In the United States the celebration of the second Sunday in May as Mother’s Day dates to efforts by Anna Jarvis to establish such a day honoring her own and other mothers. She organized a church service to celebrate her mother in 1908 and handed out white carnations, her mother’s favorite flower, to those in attendance. Jarvis lobbied prominent businessmen and politicians, including William Howard Taft and Theodore Roosevelt, to support her campaign to create a special day to honor mothers. In 1908 Nebraska Senator Elmer Burkett presented the first bill in the U.S. Senate proposing the official establishment of such a holiday, although it did not become a law.

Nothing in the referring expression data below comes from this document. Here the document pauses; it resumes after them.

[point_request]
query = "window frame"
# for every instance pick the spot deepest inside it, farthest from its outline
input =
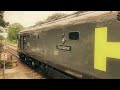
(72, 32)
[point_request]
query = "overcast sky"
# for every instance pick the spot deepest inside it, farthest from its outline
(29, 18)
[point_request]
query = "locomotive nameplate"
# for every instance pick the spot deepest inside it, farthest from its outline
(61, 47)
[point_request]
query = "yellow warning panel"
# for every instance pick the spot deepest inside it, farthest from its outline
(104, 49)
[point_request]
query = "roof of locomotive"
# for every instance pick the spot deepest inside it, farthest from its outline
(71, 19)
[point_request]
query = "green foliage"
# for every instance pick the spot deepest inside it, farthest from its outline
(1, 38)
(13, 31)
(2, 22)
(1, 47)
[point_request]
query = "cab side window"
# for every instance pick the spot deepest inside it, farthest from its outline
(74, 35)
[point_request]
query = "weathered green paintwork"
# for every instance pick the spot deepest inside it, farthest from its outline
(81, 57)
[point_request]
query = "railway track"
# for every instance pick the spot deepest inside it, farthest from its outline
(27, 72)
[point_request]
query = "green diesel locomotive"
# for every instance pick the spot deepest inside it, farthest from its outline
(81, 45)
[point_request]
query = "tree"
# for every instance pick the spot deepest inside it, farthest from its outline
(2, 22)
(1, 37)
(13, 30)
(55, 16)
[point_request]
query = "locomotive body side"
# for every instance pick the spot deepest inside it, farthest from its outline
(71, 48)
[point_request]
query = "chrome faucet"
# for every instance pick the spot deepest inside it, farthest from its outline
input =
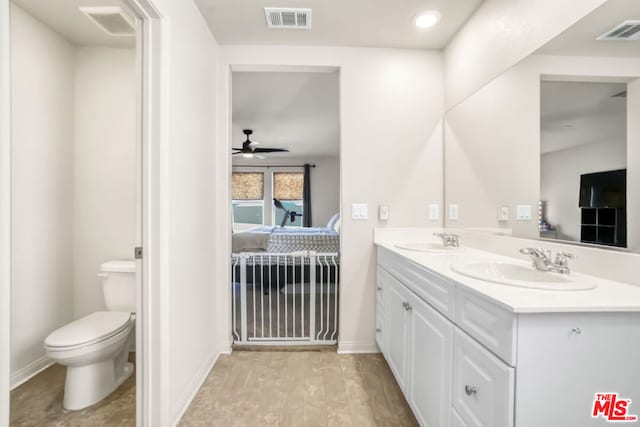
(543, 261)
(449, 239)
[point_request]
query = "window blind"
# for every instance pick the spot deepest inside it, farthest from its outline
(247, 186)
(288, 185)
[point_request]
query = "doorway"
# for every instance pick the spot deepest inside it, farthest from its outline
(285, 203)
(149, 64)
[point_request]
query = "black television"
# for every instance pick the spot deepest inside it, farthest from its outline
(604, 189)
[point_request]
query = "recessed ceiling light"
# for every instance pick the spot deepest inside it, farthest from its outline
(427, 19)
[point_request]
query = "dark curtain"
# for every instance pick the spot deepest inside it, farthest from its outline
(306, 197)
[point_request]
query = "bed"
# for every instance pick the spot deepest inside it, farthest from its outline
(273, 239)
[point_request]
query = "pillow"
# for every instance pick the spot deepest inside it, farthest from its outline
(331, 225)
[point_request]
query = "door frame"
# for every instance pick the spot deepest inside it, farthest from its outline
(224, 221)
(5, 214)
(152, 139)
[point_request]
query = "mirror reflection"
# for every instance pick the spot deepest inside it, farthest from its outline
(550, 148)
(583, 162)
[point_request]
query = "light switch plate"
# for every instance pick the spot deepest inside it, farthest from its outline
(523, 212)
(383, 212)
(503, 213)
(359, 211)
(434, 212)
(453, 212)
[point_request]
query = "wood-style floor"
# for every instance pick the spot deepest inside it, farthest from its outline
(301, 388)
(246, 389)
(38, 402)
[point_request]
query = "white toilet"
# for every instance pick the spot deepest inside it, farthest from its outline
(95, 348)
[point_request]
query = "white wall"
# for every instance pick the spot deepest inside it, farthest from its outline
(42, 160)
(493, 140)
(104, 192)
(500, 34)
(560, 181)
(189, 328)
(391, 104)
(325, 184)
(633, 162)
(5, 213)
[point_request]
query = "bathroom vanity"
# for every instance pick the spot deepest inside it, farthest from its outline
(467, 352)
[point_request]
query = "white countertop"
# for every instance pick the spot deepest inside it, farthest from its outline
(609, 296)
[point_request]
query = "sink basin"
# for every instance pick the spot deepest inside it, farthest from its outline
(505, 273)
(425, 247)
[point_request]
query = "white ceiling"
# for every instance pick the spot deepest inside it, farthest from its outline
(371, 23)
(293, 110)
(580, 39)
(64, 18)
(579, 113)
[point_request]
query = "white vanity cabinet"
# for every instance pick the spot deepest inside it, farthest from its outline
(418, 346)
(464, 360)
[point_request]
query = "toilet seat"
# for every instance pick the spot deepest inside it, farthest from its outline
(89, 330)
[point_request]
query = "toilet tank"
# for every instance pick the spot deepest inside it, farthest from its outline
(119, 285)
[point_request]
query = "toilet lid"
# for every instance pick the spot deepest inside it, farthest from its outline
(93, 327)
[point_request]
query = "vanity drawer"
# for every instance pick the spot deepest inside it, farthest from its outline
(436, 290)
(487, 322)
(483, 385)
(456, 419)
(380, 331)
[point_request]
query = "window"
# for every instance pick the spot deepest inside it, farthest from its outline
(288, 188)
(247, 193)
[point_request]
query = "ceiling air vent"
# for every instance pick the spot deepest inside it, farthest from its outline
(112, 20)
(628, 30)
(288, 18)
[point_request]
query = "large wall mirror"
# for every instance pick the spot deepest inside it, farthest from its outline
(550, 149)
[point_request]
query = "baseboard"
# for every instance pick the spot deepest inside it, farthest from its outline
(354, 347)
(23, 375)
(193, 387)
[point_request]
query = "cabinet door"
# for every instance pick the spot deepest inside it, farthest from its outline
(430, 364)
(396, 329)
(483, 385)
(382, 279)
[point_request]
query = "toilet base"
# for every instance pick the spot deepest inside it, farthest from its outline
(87, 385)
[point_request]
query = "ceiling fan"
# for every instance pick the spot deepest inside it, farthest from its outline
(249, 149)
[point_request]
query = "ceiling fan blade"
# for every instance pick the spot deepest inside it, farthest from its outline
(270, 150)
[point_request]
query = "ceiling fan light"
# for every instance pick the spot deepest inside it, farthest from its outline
(427, 19)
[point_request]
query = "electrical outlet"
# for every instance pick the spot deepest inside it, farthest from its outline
(383, 213)
(503, 213)
(453, 212)
(523, 212)
(434, 212)
(359, 211)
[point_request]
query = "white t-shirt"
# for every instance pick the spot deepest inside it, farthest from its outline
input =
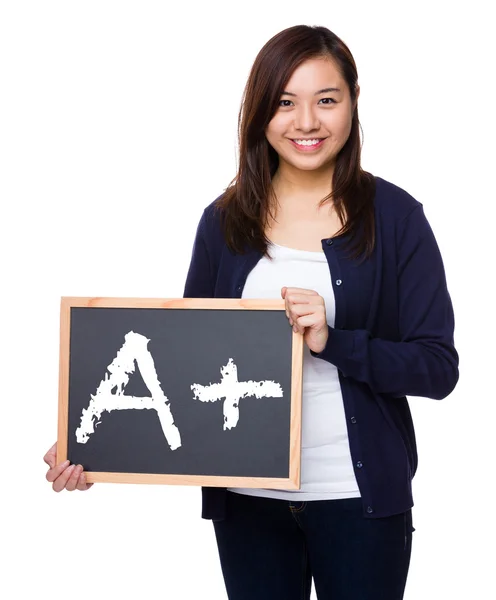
(326, 465)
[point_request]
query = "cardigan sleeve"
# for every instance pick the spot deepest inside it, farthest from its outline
(424, 362)
(199, 282)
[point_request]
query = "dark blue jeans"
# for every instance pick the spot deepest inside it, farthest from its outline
(270, 550)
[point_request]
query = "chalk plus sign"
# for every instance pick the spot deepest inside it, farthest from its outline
(233, 390)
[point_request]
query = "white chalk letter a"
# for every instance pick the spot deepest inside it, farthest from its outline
(105, 399)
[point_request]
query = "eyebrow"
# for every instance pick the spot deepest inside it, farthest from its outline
(324, 91)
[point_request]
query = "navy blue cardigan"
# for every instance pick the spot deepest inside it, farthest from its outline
(393, 337)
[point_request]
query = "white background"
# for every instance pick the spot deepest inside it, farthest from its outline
(118, 126)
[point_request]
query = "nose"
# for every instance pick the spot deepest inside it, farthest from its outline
(306, 118)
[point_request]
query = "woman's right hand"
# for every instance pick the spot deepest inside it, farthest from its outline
(64, 476)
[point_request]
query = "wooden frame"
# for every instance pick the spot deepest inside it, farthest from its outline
(292, 482)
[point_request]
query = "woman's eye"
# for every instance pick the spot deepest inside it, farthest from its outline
(331, 101)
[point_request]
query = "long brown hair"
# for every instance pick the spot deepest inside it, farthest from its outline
(246, 202)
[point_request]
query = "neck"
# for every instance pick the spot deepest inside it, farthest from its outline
(309, 186)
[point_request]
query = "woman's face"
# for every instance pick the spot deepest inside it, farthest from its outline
(307, 112)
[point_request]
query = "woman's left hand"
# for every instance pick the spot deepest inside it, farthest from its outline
(305, 310)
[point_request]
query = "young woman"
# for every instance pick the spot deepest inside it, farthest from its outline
(358, 266)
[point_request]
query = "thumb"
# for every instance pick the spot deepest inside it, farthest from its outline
(50, 456)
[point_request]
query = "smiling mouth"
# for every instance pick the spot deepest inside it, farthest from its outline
(310, 144)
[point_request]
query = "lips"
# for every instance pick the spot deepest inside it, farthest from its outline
(308, 148)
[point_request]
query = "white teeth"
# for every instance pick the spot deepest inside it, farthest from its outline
(306, 142)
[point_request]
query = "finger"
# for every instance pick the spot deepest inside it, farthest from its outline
(82, 483)
(298, 310)
(293, 290)
(304, 299)
(72, 482)
(51, 456)
(59, 484)
(307, 321)
(52, 474)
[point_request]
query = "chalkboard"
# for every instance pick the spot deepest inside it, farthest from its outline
(180, 391)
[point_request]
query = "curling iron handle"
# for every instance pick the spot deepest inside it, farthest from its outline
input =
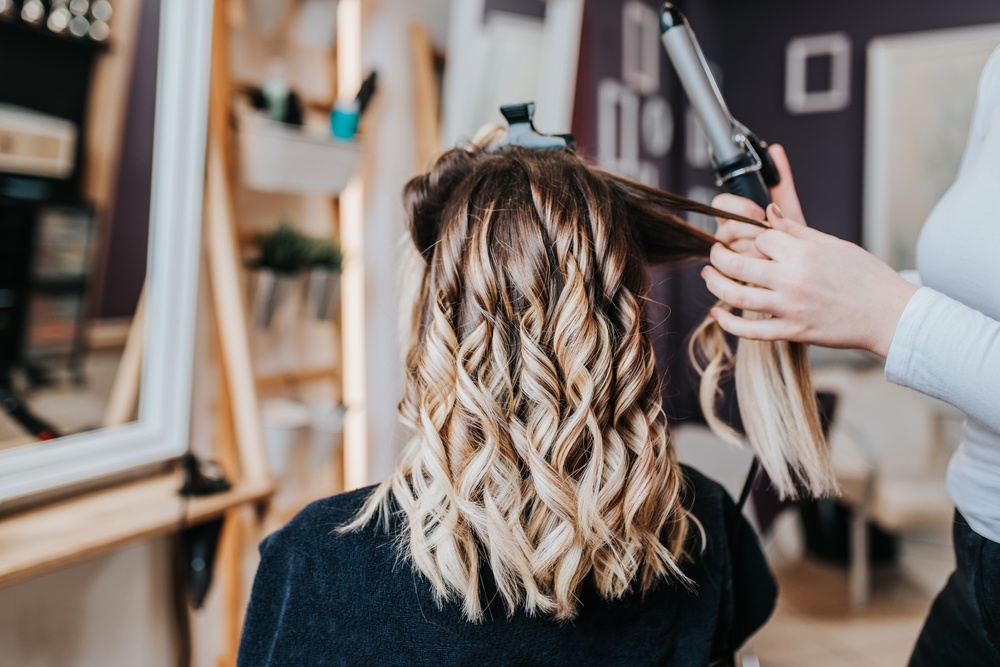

In 1909 Mother’s Day observances were held in forty-six states, including Nebraska. The Lincoln Daily Star on May 6, 1909, reported Governor Ashton C. Shallenberger’s proclamation designating the following Sunday, May 9, as Mother’s Day in Nebraska. The Star said, “The proclamation of the governor is issued with a vivid recollection of how the United States senate last year made light of a resolution offered in that body by Senator Burkett of Nebraska recognizing ‘mother’s day.’ One member of the senate proposed to amend by adding mothers-in-law and other relatives and the resolution was sidetracked.



“One year ago Secretary [C. M.] Mayne of the Lincoln Y.M.C.A., and other citizens spent a little over $11 in payment of a telegram to Governor Sheldon, who was out of the state asking him to issue a mother’s day proclamation. Being out of the state, Mr. Sheldon had no authority as governor, so he left the matter with Acting Governor Charles L. Saunders, of Omaha, who declined to act.”



Governor Shallenberger, citing unofficial observances of Mother’s Day in Nebraska in 1908, sought to “aid the effort to extend the scope of the organized celebration of this day by giving to it the sanction of the governor’s proclamation” and designated Sunday, May 9, 1909, as Mother’s Day in Nebraska. He asked that “all Nebraskans–men, women, and children–shall upon this designated day, wear a white flower,” a custom that he hoped would be observed internationally.



Wishing to encourage humanitarian service and charitable giving, Shallenberger further asked “that on this new holiday the sick and afflicted be visited by their more fortunate fellows; that flowers be sent to those who rarely receive such tokens, to the poor in hospitals and to the sinning in prisons; that fruit and other gifts to cheer be sent to asylums for orphans, to old people’s homes and to hospitals for the sick or the insane.”



On May 8, 1914, President Woodrow Wilson signed a joint congressional resolution designating the second Sunday in May as Mother’s Day in the United States. Since then, observances of Mother’s Day with greeting cards, gifts, and flowers have made it one of the most popular of American holidays.